For you, everyone invited to the party is probably there for a specific purpose and you know exactly what you need to do to interact with each one. Some of your guests will be precisely on time, others will wander in. Some will be formal, others will cut up. This is all just part of having a party. For you to better enjoy this amazing summer evening you have created for them, it will be best if you can really find a way to just let go for this one night and genuinely enjoy the company of your guests. You can get back to business tomorrow. The only variant in this advice is if you happened to invite all other Smarts to the party.
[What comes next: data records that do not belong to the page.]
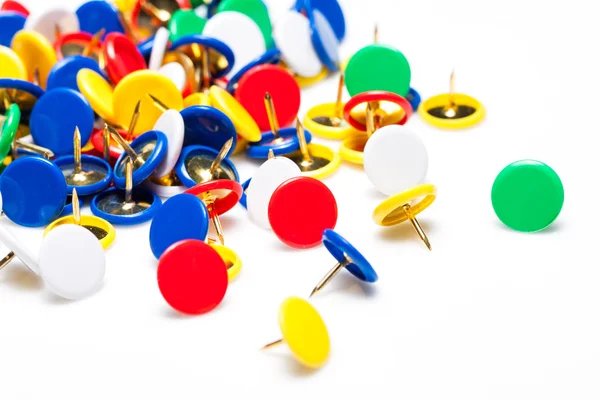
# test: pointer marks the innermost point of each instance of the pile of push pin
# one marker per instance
(133, 102)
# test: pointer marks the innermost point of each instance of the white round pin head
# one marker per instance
(19, 249)
(50, 23)
(240, 33)
(159, 47)
(176, 74)
(395, 159)
(292, 35)
(269, 176)
(72, 262)
(171, 124)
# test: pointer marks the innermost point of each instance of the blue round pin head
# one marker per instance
(151, 148)
(330, 9)
(33, 191)
(210, 43)
(10, 23)
(324, 40)
(181, 217)
(193, 166)
(56, 115)
(95, 15)
(64, 72)
(272, 56)
(347, 254)
(288, 144)
(120, 208)
(207, 126)
(95, 174)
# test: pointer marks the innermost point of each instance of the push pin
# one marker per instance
(314, 160)
(146, 153)
(200, 164)
(406, 206)
(452, 110)
(348, 257)
(86, 173)
(304, 331)
(192, 277)
(128, 207)
(102, 230)
(219, 197)
(280, 141)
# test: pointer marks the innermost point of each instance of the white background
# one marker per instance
(489, 314)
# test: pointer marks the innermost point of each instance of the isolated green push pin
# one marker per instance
(527, 196)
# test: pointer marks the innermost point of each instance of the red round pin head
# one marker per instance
(300, 210)
(282, 87)
(192, 277)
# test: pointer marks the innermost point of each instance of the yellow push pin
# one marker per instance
(103, 230)
(304, 332)
(406, 206)
(315, 160)
(327, 120)
(452, 110)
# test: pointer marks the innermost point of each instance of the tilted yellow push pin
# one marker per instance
(304, 332)
(103, 230)
(315, 160)
(452, 110)
(406, 206)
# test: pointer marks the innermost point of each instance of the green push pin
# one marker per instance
(527, 196)
(184, 23)
(255, 10)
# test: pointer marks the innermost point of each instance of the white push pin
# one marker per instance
(292, 35)
(72, 262)
(395, 159)
(269, 176)
(240, 33)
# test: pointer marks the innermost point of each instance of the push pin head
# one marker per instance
(304, 331)
(452, 110)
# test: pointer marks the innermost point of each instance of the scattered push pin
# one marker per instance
(102, 230)
(452, 110)
(86, 173)
(126, 207)
(348, 257)
(314, 160)
(527, 196)
(304, 331)
(406, 206)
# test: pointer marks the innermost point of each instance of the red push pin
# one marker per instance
(300, 210)
(192, 277)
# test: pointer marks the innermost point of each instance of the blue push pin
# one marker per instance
(207, 126)
(348, 257)
(55, 116)
(146, 152)
(87, 174)
(64, 72)
(279, 141)
(126, 207)
(99, 14)
(182, 217)
(33, 190)
(200, 164)
(272, 56)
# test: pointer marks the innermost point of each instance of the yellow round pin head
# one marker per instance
(98, 92)
(406, 206)
(11, 65)
(304, 332)
(231, 259)
(154, 92)
(36, 53)
(452, 110)
(243, 122)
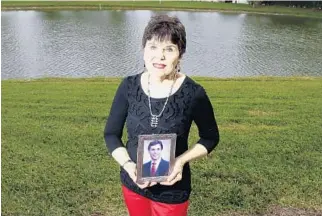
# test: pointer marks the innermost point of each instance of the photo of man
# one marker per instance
(157, 166)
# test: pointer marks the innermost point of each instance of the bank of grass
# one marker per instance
(54, 160)
(157, 5)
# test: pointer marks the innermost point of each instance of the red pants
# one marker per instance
(138, 205)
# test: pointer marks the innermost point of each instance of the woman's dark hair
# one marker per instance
(164, 27)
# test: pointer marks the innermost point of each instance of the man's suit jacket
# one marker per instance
(162, 170)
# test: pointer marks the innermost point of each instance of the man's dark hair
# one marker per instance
(155, 142)
(164, 27)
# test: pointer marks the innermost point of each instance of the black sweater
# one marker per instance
(189, 103)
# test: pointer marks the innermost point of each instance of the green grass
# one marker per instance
(155, 5)
(54, 160)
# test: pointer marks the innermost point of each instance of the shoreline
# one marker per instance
(166, 6)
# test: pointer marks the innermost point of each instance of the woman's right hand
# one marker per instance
(130, 168)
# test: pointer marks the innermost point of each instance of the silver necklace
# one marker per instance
(155, 118)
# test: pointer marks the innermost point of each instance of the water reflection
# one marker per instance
(108, 43)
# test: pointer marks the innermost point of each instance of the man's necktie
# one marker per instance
(153, 169)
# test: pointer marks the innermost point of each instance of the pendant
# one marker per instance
(154, 121)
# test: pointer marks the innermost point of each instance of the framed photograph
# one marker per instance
(155, 157)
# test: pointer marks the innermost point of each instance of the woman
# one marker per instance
(158, 101)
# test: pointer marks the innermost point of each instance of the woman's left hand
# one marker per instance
(176, 174)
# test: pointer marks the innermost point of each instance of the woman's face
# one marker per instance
(161, 58)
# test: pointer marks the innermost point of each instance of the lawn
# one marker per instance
(54, 160)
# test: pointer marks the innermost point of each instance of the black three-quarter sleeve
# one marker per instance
(203, 116)
(114, 125)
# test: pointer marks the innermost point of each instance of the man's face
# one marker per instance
(155, 152)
In which case this is probably just a business meeting over a catered meal and drinks.
Organics: ENFJ, INFJ, ENFP, INFP
For you, the best possible, and most rewarding, summer entertainment is going to be a party you host that is either a fundraiser for a cause, a potluck, or a “bring a new friend to the group”-type affair that has an impact on the world. These can be fantastic affairs and your guests can have a really great time – but sometimes you have to remember that not everyone feels as deeply about things as you do. This isn’t to say that they are shallow. Maybe not everyone gets the deep why of the idea that you are ditching plastic straws and banning styrofoam – or collecting food and unused items to donate, but they will likely go along with you and be happy they did.
It’s your party. You should be able to let go just a little bit and have fun. Even if the people around you are not on the same page, they are your friends and would not be here supporting you if they didn’t care.